Przez dłuższy czas współpracowałam z grupą Reach Out and Read (Sięgnij i Przeczytaj), zachęcającą rodziców by czytali książki ze swoimi mniejszymi i większymi dziećmi. W tym roku 5600 siedzib programu wyda 6.8 miliona książek (w tym wiele dzieciom z biednych środowisk) wraz z poradami dla 4.5 miliona dzieci i ich rodziców. (Grupa wsparła także badania doktora Huttona.)
Badania Reach Out and Read pokazały, że uczestniczący w programie rodzice czytali dzieciom częściej, co zaowocowało wzbogaceniem słownictwa dzieci przedszkolnych.

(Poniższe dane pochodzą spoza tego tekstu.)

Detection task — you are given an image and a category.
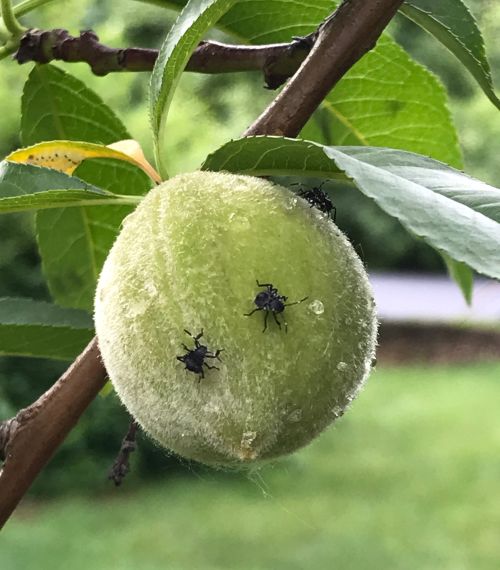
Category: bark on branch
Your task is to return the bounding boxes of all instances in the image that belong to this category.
[0,0,403,527]
[245,0,403,137]
[14,29,314,89]
[0,339,106,528]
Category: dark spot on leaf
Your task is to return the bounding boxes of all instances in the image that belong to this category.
[386,99,406,115]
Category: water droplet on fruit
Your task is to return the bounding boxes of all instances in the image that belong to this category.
[240,431,257,449]
[332,406,344,418]
[287,409,302,424]
[144,281,158,297]
[127,297,149,319]
[308,299,325,315]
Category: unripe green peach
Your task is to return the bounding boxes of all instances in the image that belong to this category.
[95,172,376,466]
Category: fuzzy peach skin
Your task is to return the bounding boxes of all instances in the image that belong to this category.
[95,172,377,467]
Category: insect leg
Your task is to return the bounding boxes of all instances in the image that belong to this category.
[285,296,309,307]
[262,311,269,332]
[243,307,262,317]
[273,313,286,328]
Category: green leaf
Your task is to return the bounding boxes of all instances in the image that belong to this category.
[0,160,101,198]
[302,36,462,167]
[0,161,129,213]
[441,254,474,305]
[21,65,130,146]
[0,190,129,214]
[0,298,94,360]
[150,0,236,178]
[21,65,151,311]
[37,159,151,311]
[154,0,462,168]
[400,0,500,109]
[202,137,500,278]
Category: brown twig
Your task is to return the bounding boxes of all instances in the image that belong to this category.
[14,29,314,89]
[0,0,402,526]
[245,0,403,137]
[108,419,139,487]
[0,339,106,528]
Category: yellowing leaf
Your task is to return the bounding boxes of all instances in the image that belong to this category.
[108,139,161,184]
[6,140,160,182]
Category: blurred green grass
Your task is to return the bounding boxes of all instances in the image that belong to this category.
[0,362,500,570]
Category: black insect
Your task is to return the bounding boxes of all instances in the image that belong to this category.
[176,329,224,380]
[245,279,307,332]
[299,182,337,222]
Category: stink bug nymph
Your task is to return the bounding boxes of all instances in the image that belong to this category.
[176,329,224,380]
[299,182,337,222]
[244,279,307,332]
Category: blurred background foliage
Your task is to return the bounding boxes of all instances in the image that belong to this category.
[0,0,500,494]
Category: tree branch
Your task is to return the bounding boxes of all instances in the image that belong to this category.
[0,339,106,528]
[0,0,403,526]
[245,0,403,137]
[108,419,139,487]
[14,29,313,89]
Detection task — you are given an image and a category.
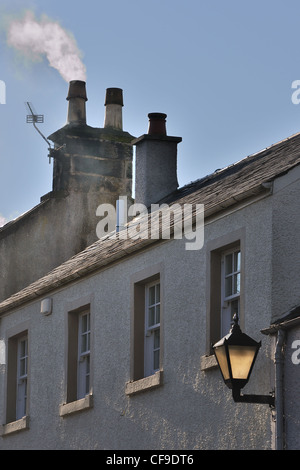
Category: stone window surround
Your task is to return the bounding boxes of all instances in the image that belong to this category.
[125,263,164,396]
[0,321,30,437]
[200,227,246,371]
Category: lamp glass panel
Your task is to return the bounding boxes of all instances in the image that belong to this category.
[215,346,230,380]
[228,346,257,380]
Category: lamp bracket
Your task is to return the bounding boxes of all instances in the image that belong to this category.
[232,388,275,408]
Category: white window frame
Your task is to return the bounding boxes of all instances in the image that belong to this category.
[144,280,161,377]
[77,311,91,400]
[16,335,28,420]
[221,247,242,337]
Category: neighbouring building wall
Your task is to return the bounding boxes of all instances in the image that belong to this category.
[283,324,300,450]
[0,81,133,301]
[271,165,300,323]
[0,194,272,450]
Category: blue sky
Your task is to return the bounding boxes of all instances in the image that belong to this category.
[0,0,300,224]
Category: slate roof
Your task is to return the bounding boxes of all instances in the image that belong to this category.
[0,133,300,315]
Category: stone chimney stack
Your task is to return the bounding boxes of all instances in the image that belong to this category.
[132,113,182,207]
[104,88,123,131]
[67,80,87,125]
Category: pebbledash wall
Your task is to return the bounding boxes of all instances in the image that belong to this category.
[0,193,274,449]
[0,79,300,450]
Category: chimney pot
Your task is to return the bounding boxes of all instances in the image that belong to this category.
[104,88,123,130]
[66,80,87,125]
[148,113,167,135]
[66,80,87,101]
[105,88,124,106]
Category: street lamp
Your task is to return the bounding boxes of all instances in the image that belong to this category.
[213,314,275,406]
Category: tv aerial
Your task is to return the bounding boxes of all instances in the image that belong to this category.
[25,101,65,163]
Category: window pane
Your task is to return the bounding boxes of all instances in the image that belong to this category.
[225,253,232,275]
[149,286,155,305]
[231,299,240,321]
[225,276,232,297]
[154,330,160,349]
[156,284,160,302]
[20,359,26,377]
[156,305,160,323]
[233,274,241,294]
[153,351,159,370]
[234,251,241,271]
[148,307,155,326]
[80,335,87,353]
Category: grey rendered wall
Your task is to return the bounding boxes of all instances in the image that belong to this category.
[272,166,300,322]
[284,325,300,450]
[0,194,272,449]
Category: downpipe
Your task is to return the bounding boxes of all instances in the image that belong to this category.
[275,329,285,450]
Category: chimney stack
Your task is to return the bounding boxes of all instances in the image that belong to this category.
[133,113,182,207]
[67,80,87,125]
[104,88,123,130]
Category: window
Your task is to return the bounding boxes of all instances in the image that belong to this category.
[206,228,246,356]
[67,306,91,403]
[16,336,28,419]
[144,281,160,377]
[77,312,91,399]
[6,331,29,423]
[125,263,164,395]
[220,249,241,337]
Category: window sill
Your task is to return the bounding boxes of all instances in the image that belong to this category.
[200,354,218,371]
[0,416,29,437]
[125,370,163,395]
[59,395,93,416]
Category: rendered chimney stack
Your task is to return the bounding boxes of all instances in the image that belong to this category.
[104,88,123,130]
[133,113,182,207]
[67,80,87,125]
[148,113,167,135]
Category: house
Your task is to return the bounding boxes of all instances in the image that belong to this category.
[0,82,300,451]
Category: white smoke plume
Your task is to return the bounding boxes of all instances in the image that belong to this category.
[0,214,7,227]
[7,11,86,82]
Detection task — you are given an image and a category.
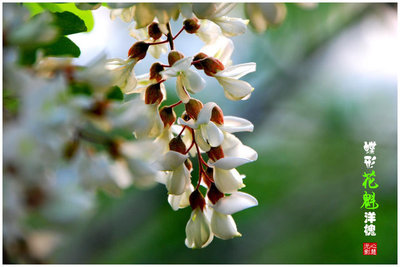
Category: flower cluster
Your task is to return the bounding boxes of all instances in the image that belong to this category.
[109,3,258,248]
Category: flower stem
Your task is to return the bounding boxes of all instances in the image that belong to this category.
[172,26,185,40]
[167,22,175,50]
[169,100,182,108]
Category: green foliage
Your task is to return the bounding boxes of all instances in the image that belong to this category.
[69,82,93,96]
[53,11,87,35]
[24,3,94,32]
[75,3,101,10]
[42,36,81,57]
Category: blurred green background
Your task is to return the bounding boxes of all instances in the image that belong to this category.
[5,3,398,264]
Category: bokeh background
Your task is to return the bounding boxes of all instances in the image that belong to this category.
[2,3,398,264]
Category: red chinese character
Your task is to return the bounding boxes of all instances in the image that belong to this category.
[363,243,377,256]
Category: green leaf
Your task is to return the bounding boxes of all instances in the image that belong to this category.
[75,3,101,10]
[69,82,93,96]
[23,3,94,32]
[107,3,134,9]
[53,11,87,35]
[42,36,81,57]
[18,48,37,66]
[107,86,124,101]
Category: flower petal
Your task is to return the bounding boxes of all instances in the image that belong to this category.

Ale nawet jako jedna z już należących do grupy, jestem wciąż od nowa zafascynowana nowymi badaniami odkrywającymi złożoność i mechanizmy czegoś, co wydaje się tak łatwe, proste i naturalne. Badając wpływ książek i czytania pomagamy rodzicom współdziałać z dziećmi i pomagać im w uczeniu się.
„Chyba zrozumieliśmy już, że czytanie od małego jest nie tylko dobre ale wręcz konieczne dla dzieci”, mówi doktor Hutton. „Czytanie dzieciom naprawdę odgrywa bardzo istotną rolę w budowaniu połączeń mózgowych, które będą im niezbędne w przyszłości, przy przechodzeniu od mowy do czytania.”
Jak wie każdy rodzic, który czytał dzieciom na dobranoc, wszystko to dzieje się w kontekście bliskiego kontaktu i trudnego do zdefiniowania ale niezwykle istotnego poczucia bezpieczeństwa i atmosfery rytuału. To dlatego dzieciaki wciąż proszą o tę samą historię, a rodzice wzruszają się, (zwłaszcza ci dorosłych już dzieci), kiedy znów im przyjdzie zajrzeć do książeczki z czasów dzieciństwa.